Black Panther remains one of my favorite Marvel superhero movies. Despite a few logical plot holes and a few CGI scenes that might have benefited from editing, I remember sitting in the darkened theater being quietly blown away. They had made a movie for little girls. Not a movie where she won the prince. Not even a movie where she realized she did not need the prince. But a movie more like Matilda — except this movie was not white. I adore Matilda, but Lavender notwithstanding, Matilda’s an extremely white movie. This was a movie for little African-American girls.
The absences we do not know are there… The blank spots that we do not see… The empty spaces that don’t get filled because somehow people don’t seem to recognize those spaces are out there.
But underneath the various subplots, I saw something I had been desperate to see. I saw young women regularly saving the men in the film, women standing up for their vision of a better world. Nakia begins the film fighting to rescue enslaved women in Nigeria. Okoye serves as head of Wakanda’s all-female special forces, and acts as bodyguard for the king. And Shuri — the beloved little sister who designed never-before-seen technology and healthcare — simply slayed me. She turned Vibranium into indestructible cars — cars that could be remotely controlled from HER lab. Shuri made the Black Panther’s suit, endowing it with kinetic absorption that could turn attacks back on the attacker. She built sonic cannons and underground railways based on magnetic levitation.
Most importantly, Shuri was pretty AND she was fun. In Scooby terms, she was a fine mix of Velma and Daphne.

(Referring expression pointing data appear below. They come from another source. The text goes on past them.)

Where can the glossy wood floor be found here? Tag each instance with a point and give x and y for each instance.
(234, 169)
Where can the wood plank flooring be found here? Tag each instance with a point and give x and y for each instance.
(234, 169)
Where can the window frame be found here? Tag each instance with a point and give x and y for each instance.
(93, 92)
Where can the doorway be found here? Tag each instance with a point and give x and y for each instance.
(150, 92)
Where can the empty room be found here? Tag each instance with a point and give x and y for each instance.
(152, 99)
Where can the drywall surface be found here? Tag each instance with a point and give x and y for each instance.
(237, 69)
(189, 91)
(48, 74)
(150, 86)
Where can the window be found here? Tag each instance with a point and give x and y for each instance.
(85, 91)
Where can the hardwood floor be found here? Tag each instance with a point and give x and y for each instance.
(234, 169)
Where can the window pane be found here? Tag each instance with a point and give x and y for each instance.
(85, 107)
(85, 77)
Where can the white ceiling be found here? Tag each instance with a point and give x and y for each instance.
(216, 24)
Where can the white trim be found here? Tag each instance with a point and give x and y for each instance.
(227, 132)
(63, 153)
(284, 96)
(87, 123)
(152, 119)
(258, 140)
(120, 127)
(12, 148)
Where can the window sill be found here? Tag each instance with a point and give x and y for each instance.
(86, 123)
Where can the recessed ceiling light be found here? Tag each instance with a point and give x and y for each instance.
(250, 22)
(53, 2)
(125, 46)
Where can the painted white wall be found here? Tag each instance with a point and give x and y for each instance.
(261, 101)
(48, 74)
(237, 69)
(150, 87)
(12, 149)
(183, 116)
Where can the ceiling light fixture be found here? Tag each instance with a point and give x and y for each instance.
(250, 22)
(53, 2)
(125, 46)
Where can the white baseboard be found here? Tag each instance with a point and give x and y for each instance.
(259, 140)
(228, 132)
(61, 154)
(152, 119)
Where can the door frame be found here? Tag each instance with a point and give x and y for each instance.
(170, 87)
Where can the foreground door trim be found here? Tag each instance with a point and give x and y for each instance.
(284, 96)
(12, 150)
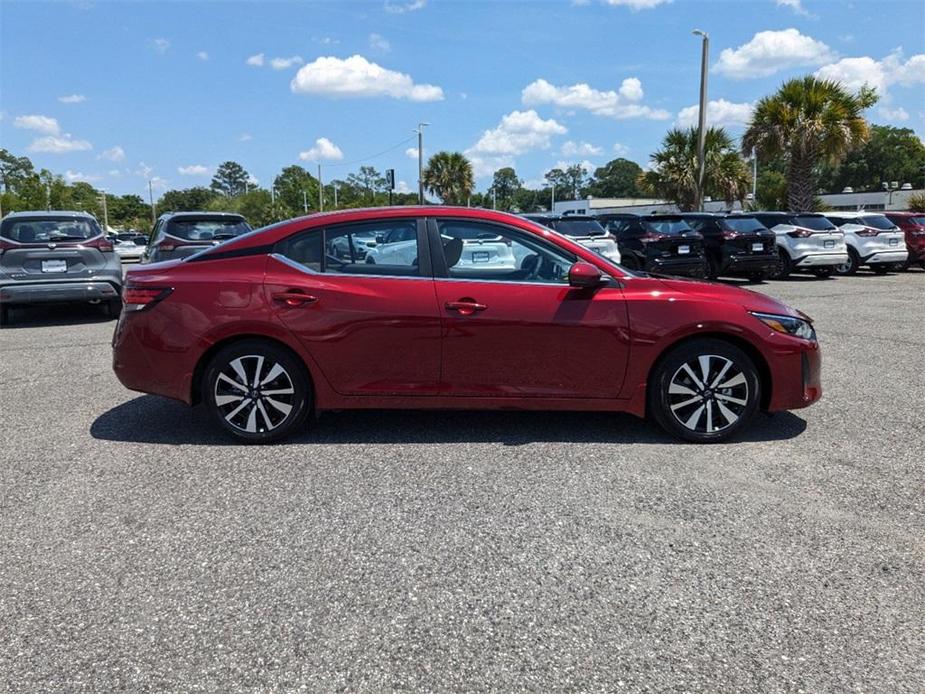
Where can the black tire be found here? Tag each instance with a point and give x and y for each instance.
(784, 265)
(851, 267)
(257, 414)
(674, 396)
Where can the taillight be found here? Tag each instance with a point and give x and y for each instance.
(101, 243)
(139, 298)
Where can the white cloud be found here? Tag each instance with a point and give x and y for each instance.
(114, 154)
(75, 176)
(324, 149)
(894, 114)
(54, 144)
(379, 43)
(769, 52)
(40, 124)
(286, 63)
(580, 149)
(193, 170)
(620, 104)
(637, 5)
(854, 73)
(357, 77)
(720, 113)
(796, 6)
(402, 7)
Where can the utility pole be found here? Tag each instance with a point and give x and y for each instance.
(420, 132)
(151, 200)
(701, 130)
(320, 191)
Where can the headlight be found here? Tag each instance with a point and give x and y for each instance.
(797, 327)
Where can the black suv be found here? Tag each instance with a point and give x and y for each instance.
(735, 245)
(181, 234)
(57, 257)
(662, 243)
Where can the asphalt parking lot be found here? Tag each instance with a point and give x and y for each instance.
(447, 551)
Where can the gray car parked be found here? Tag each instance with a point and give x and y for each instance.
(57, 257)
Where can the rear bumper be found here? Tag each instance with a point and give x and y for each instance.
(72, 291)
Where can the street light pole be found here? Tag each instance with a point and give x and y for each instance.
(420, 132)
(701, 129)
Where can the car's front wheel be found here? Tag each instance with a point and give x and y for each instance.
(257, 391)
(704, 391)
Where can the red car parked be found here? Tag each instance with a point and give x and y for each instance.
(271, 325)
(913, 225)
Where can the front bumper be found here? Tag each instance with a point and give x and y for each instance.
(72, 291)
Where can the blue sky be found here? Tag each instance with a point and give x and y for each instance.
(114, 92)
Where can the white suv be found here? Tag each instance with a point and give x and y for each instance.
(805, 241)
(872, 239)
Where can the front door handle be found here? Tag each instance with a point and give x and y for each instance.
(466, 307)
(295, 299)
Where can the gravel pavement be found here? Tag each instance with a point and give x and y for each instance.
(450, 551)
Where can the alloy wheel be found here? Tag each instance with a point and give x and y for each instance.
(254, 394)
(708, 393)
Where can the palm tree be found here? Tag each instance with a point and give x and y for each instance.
(449, 176)
(674, 168)
(808, 122)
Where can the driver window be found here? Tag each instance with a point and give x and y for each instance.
(480, 251)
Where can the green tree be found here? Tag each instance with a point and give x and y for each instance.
(674, 171)
(449, 176)
(615, 179)
(808, 122)
(230, 179)
(504, 186)
(891, 154)
(186, 200)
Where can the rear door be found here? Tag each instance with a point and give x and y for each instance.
(525, 332)
(372, 328)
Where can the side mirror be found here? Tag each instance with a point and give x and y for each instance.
(584, 275)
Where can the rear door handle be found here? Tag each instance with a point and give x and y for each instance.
(295, 299)
(465, 307)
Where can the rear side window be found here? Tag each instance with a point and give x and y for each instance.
(49, 230)
(206, 229)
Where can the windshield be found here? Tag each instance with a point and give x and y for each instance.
(579, 227)
(48, 230)
(206, 229)
(815, 223)
(668, 225)
(878, 221)
(743, 224)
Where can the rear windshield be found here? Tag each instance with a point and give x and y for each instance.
(743, 224)
(49, 230)
(669, 225)
(815, 223)
(579, 227)
(877, 221)
(206, 229)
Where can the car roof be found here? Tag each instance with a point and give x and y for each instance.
(53, 214)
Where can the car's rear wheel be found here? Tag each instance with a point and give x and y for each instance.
(257, 391)
(851, 266)
(704, 391)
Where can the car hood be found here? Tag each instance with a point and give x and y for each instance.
(716, 291)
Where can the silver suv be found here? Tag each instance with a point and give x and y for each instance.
(57, 257)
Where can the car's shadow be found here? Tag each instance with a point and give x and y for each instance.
(54, 315)
(150, 419)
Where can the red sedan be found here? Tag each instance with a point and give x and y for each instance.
(446, 307)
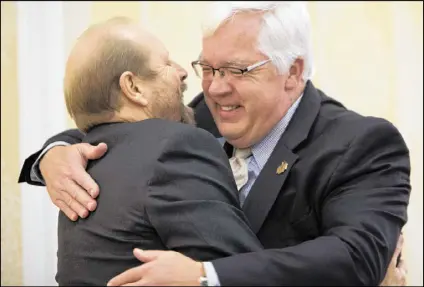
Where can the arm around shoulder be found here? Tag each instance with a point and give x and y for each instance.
(362, 213)
(192, 200)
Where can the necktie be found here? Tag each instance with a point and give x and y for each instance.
(238, 164)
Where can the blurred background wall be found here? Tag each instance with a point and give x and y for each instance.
(369, 55)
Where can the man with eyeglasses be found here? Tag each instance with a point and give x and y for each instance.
(325, 189)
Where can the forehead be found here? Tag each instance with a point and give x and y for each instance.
(234, 41)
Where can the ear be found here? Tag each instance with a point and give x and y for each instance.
(295, 74)
(132, 89)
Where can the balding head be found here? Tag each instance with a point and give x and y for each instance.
(95, 65)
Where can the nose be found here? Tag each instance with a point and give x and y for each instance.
(182, 73)
(219, 86)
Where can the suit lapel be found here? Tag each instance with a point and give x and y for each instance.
(268, 185)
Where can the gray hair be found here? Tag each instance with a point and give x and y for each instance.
(285, 34)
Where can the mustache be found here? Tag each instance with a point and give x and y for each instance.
(183, 87)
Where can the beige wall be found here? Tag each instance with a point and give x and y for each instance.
(368, 56)
(11, 263)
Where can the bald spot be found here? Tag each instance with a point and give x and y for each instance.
(100, 56)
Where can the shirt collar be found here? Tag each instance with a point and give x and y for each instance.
(262, 150)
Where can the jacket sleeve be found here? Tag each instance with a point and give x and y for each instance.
(362, 214)
(71, 136)
(192, 200)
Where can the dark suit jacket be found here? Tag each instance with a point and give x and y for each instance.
(334, 216)
(164, 186)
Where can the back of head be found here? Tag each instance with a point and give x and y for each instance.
(96, 62)
(285, 34)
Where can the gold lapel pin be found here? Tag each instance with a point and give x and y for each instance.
(282, 168)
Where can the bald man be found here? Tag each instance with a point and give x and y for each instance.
(161, 180)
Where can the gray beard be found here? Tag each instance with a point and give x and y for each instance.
(187, 115)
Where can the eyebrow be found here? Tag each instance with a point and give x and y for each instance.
(230, 63)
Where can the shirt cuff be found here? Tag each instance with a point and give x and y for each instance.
(35, 169)
(211, 275)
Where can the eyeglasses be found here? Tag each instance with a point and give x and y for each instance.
(207, 72)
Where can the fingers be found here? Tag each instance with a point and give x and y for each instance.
(92, 152)
(130, 276)
(80, 193)
(399, 245)
(82, 177)
(67, 210)
(69, 200)
(88, 185)
(147, 256)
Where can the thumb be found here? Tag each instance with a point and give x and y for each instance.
(92, 152)
(146, 256)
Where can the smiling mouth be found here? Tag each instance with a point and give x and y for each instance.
(228, 108)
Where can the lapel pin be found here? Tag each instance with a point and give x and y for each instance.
(282, 168)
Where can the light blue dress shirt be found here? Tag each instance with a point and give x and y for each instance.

You didn’t have to take off her glasses to know she was beautiful. No one had to TELL you she was brilliant — that brilliance dripped from almost every one of her scenes.
I’ve retired now, but if I hadn’t, I’d be trying to work this film into my year’s curriculum. Because that big hole that Black Panther filled? That hole’s been there for far too long. That hole’s the reason why I recommend the book, Invisible Women by Caroline Criado Perez.

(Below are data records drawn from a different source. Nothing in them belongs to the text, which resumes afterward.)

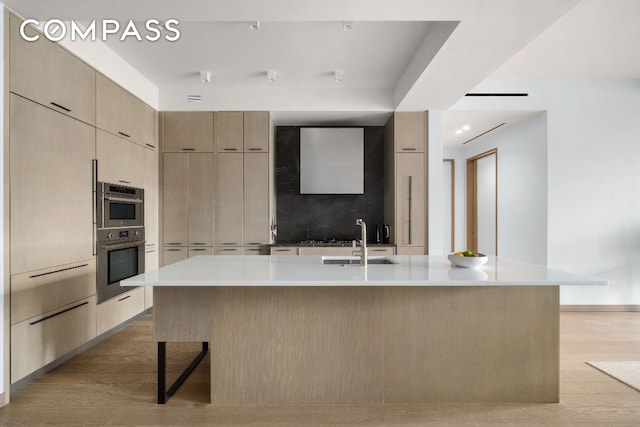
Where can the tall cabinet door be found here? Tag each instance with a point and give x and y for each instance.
(176, 199)
(256, 198)
(410, 200)
(42, 174)
(200, 219)
(229, 199)
(151, 196)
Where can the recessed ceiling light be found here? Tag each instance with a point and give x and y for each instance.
(205, 76)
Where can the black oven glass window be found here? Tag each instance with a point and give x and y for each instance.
(122, 211)
(123, 263)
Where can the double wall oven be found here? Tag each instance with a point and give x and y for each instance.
(119, 237)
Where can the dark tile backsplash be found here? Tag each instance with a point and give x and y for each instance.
(327, 216)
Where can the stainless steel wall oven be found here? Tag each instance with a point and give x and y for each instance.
(119, 206)
(120, 242)
(120, 255)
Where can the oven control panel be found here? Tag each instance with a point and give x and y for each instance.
(118, 235)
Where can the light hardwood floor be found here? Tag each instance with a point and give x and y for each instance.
(113, 383)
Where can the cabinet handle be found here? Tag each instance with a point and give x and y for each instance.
(410, 203)
(58, 313)
(62, 107)
(57, 271)
(94, 203)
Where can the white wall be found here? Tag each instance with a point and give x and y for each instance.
(522, 188)
(593, 148)
(4, 287)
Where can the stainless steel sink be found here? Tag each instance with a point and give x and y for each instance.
(354, 260)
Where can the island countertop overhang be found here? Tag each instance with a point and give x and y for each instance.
(309, 270)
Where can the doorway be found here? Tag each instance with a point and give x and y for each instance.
(482, 203)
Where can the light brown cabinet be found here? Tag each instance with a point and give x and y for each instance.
(46, 73)
(229, 196)
(41, 174)
(187, 131)
(410, 131)
(188, 193)
(122, 114)
(151, 196)
(256, 199)
(228, 131)
(117, 310)
(41, 291)
(119, 160)
(405, 202)
(173, 254)
(200, 188)
(410, 200)
(40, 340)
(175, 198)
(257, 130)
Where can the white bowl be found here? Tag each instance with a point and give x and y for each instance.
(468, 261)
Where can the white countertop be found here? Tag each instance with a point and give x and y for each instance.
(308, 270)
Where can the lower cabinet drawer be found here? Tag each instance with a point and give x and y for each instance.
(280, 250)
(387, 250)
(200, 250)
(42, 339)
(255, 250)
(229, 250)
(46, 290)
(172, 254)
(119, 309)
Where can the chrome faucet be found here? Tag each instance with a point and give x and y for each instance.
(363, 241)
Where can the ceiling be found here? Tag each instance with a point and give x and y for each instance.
(399, 54)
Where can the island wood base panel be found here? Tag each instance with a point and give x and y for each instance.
(314, 345)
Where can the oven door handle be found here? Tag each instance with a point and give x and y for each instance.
(115, 246)
(118, 199)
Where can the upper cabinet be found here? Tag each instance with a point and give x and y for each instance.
(122, 114)
(46, 73)
(187, 131)
(242, 132)
(256, 131)
(410, 132)
(51, 198)
(229, 131)
(119, 161)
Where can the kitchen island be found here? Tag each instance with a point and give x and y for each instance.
(294, 330)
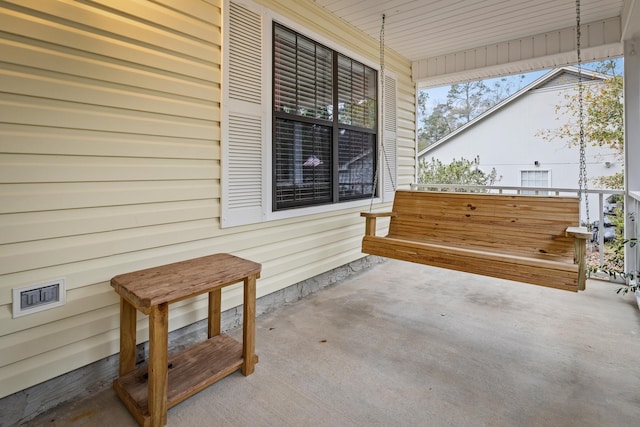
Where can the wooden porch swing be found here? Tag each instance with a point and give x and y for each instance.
(526, 238)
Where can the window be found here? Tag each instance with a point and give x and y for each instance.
(534, 178)
(324, 124)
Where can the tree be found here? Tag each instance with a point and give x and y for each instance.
(603, 113)
(464, 102)
(463, 171)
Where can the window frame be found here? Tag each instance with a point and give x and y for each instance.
(234, 213)
(534, 192)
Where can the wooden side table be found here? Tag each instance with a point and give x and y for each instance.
(151, 389)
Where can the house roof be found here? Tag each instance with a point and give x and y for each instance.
(540, 82)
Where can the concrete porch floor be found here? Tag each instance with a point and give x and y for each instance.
(409, 345)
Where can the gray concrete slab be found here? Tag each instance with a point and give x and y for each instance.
(409, 345)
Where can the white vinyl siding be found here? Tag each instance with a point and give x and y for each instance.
(535, 178)
(110, 161)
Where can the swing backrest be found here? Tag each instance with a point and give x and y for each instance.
(531, 226)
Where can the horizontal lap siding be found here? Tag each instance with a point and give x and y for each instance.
(110, 162)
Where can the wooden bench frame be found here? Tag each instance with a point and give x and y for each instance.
(531, 239)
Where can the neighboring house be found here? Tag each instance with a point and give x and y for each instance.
(140, 133)
(135, 134)
(506, 137)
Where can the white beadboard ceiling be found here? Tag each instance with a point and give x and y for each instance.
(453, 39)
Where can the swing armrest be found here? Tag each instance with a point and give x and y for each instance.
(581, 235)
(370, 218)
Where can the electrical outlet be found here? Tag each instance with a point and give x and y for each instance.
(42, 296)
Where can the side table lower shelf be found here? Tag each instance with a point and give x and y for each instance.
(190, 371)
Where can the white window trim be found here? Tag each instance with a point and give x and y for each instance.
(268, 214)
(548, 171)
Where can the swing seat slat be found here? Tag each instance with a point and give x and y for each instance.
(530, 239)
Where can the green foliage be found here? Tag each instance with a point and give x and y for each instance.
(616, 267)
(464, 102)
(463, 171)
(603, 114)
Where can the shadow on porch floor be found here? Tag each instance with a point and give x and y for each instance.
(406, 344)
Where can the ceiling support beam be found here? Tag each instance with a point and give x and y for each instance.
(600, 39)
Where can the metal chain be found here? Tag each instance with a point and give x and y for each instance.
(582, 178)
(381, 98)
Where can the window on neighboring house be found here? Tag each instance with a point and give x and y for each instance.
(534, 178)
(324, 124)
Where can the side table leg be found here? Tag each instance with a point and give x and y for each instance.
(127, 337)
(215, 300)
(158, 358)
(249, 326)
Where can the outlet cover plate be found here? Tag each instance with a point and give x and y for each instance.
(38, 297)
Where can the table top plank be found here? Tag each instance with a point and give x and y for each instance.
(174, 282)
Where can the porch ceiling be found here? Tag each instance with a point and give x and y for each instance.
(455, 40)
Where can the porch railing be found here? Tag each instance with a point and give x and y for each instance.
(631, 254)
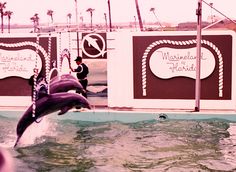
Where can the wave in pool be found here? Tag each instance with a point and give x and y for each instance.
(171, 145)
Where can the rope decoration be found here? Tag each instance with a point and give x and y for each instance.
(35, 78)
(25, 43)
(47, 60)
(181, 43)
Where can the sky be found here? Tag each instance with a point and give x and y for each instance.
(170, 11)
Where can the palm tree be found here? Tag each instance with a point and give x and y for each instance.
(35, 20)
(50, 14)
(90, 10)
(69, 18)
(105, 17)
(139, 15)
(2, 6)
(8, 14)
(109, 11)
(153, 11)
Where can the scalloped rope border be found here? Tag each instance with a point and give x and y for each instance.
(21, 44)
(182, 43)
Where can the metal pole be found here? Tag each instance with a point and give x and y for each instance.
(77, 26)
(198, 57)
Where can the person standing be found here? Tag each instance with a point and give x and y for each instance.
(82, 71)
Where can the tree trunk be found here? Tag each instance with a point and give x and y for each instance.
(109, 10)
(139, 15)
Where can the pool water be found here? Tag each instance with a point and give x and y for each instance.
(68, 145)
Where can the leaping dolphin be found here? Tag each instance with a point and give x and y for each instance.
(48, 104)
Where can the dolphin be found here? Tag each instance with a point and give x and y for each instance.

Where are the girls in our transformative films and books? Where are the African-American girls? Yes, I know we are getting better about finding book choices that don’t revolve around boys and men. The Hunger Games and Bridge to Terabithia come to mind quickly, and I can find many others. But let’s not console ourselves because somehow we finally worked girls into the curriculum — almost all of the time white girls.

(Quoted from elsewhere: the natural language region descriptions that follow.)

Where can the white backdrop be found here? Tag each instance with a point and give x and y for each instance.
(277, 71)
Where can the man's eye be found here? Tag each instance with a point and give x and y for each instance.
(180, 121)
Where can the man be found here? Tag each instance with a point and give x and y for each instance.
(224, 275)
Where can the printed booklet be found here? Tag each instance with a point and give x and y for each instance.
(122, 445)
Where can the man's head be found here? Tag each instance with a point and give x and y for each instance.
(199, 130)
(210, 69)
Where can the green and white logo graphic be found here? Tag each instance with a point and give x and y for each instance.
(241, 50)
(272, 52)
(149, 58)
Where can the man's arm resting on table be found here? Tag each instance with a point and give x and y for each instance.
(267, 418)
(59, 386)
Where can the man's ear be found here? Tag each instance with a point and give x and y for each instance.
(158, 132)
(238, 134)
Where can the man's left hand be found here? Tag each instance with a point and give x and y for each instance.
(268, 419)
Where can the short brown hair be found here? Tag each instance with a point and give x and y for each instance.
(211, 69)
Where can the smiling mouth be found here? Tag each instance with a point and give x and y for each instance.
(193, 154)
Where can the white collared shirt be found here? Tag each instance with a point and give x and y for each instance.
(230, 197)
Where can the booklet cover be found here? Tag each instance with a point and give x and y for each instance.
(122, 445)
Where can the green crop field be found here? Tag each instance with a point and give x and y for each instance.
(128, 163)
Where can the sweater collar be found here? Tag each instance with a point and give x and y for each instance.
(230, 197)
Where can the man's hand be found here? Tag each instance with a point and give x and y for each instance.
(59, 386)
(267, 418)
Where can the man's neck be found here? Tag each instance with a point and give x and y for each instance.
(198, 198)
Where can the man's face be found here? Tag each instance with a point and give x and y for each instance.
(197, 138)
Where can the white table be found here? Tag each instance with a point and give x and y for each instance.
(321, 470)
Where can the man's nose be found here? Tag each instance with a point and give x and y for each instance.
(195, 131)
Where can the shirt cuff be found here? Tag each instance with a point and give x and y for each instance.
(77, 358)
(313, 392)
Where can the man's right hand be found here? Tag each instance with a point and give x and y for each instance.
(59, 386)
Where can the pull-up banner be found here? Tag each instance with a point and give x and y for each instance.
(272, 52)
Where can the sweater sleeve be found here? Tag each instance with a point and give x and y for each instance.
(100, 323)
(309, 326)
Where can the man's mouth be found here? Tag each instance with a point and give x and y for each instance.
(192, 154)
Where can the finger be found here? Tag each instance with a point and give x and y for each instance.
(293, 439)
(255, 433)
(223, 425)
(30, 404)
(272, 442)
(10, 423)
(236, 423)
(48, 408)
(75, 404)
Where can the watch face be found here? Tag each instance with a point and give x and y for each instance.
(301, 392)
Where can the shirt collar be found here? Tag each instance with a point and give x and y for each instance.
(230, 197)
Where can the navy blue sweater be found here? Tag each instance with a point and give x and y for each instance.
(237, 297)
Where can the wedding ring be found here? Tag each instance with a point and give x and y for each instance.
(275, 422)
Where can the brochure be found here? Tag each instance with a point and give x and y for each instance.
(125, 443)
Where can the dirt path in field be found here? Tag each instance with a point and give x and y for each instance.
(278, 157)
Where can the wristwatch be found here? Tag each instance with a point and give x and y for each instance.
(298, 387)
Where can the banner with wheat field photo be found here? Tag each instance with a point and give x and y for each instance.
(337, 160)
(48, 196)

Here’s a sobering quote from Invisible Women: “Although a 2015 Pew Research Center report found that equal numbers of American men and women play video games, only 3.3% of the games spotlighted at press conferences during 2016’s E# (the world’s largest annual gaming expo) starred female protagonists.” Do the girls and young women playing games notice? Why would we think they would NOT notice?
Readers, as you watch television and pick up books and games in the next few months, please look for the girls. Look for the women who are not props, but fully-fleshed out characters. A favorite quote by Maya Angelou: “I love to see a young girl go out and grab the world by the lapels. Life’s a bitch. You’ve got to go out and kick ass.” As you read and watch media, do you find those girls who are kicking ass? Are those girls in your school’s curriculum?
The absences we do not know are there… The blank spots that we do not see… The empty spaces that don’t get filled because somehow people don’t seem to recognize those spaces are out there…
Until we sit in the dark and start to hurt, because we know that so many little girls deserve a chance to see themselves as heroes. As I sat in Black Panther, I did tear up. Because I wanted my girls, all my girls from all those classrooms through the years, to have the chance to see this movie — this rare, so rare, movie that got it right.
Eduhonesty: Now I’d like to see more of those movies — and not all of them in the Marvel universe. Real women can be real heroes. Real women are real heroes, across the world, every day. They deserve to see themselves. Black Panther blasted into the box office, and the world will miss Chadwick Boseman terribly. I’d like the world to also miss the silent voices of the women and girls who ought to be dominating more screens and building more levitating trains.